Thomas R. Koll wrote:
On Mon, Sep 13, 2004 at 08:09:00AM +0200, Erik Moeller
wrote:
..even though it knows about them. Daniel Brandt
explains the problem
here:
http://www.google-watch.org/dying.html
Of course that article is hyperbole, but you can see the problem if you
search for articles on Wikipedia that do not include the word "MediaWiki"
(which occurs on every page), e.g.:
http://www.google.com/search?q=site%3Aen.wikipedia.org+-mediawiki
This lists the pages on
en.wikipedia.org that are not indexed, presently
255,000 (Google apparently has a list of URLs with no associated content).

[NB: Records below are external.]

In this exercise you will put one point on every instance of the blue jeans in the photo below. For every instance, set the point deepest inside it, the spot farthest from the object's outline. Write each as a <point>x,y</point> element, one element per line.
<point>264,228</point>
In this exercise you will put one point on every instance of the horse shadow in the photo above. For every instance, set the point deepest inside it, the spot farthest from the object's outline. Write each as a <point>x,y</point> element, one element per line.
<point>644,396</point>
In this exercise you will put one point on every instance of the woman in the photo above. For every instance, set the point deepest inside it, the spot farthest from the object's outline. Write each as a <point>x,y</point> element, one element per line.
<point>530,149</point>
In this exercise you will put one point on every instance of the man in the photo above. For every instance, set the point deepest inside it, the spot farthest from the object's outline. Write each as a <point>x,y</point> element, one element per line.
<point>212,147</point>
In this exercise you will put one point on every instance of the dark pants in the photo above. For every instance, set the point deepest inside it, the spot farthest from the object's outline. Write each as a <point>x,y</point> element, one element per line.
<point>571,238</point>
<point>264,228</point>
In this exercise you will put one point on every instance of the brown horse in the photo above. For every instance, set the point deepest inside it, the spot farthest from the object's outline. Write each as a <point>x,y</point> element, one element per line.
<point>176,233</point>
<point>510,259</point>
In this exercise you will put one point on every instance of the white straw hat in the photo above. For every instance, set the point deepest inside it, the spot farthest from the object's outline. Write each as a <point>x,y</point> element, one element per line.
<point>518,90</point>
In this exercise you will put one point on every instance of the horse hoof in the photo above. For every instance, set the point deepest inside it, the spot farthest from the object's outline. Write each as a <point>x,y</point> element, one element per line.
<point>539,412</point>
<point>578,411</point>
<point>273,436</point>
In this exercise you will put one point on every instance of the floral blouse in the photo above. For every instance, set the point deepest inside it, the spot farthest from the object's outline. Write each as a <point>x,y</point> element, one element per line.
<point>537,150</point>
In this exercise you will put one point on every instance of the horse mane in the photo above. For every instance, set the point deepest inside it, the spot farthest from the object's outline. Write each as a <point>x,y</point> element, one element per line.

That includes dynamic URLs, redirects and other duplicates, but it also
includes many pages that should be indexed. E.g. if I search for the text
of the English article "Potassium", I currently get plenty of mirrors, but
not Wikipedia itself.
I have a few questions, which someone with more Google-Fu than I may be
able to answer:
1) Why exactly doesn't Google index these articles?
first look at our robots.txt that will show you that edit-pages and such
aren't allowed to be searched. That's good so. The real articles that are
listed are mostly brand-new or badly-linked from other articles.
ciao, tom
When you look for [[nl:Oostvaardersplassen]] in Google you will not find
it. Using the wikipedia google search for it. You will however find an
entry for
<http://nl.wikipedia.org/wiki/Oostvaardersplassen> which is the article
in question however the format should have been like:
Oostvaardersplassen - Wikipedia NL <http://nl.wikipedia.org/wiki/Veluwe>
In the local ratings among the articles that contain the word
"Oostvaardersplassen" it has a low rating even though it is *the*
article about the subject.
This article is not new, there are no problems with the linking that I
can see. It has 39 references and was started on 21 jan 2004.
This information is just to show that there ARE problems with Google and
that it is not just with new and badly linked articles.
Thanks,
GerardM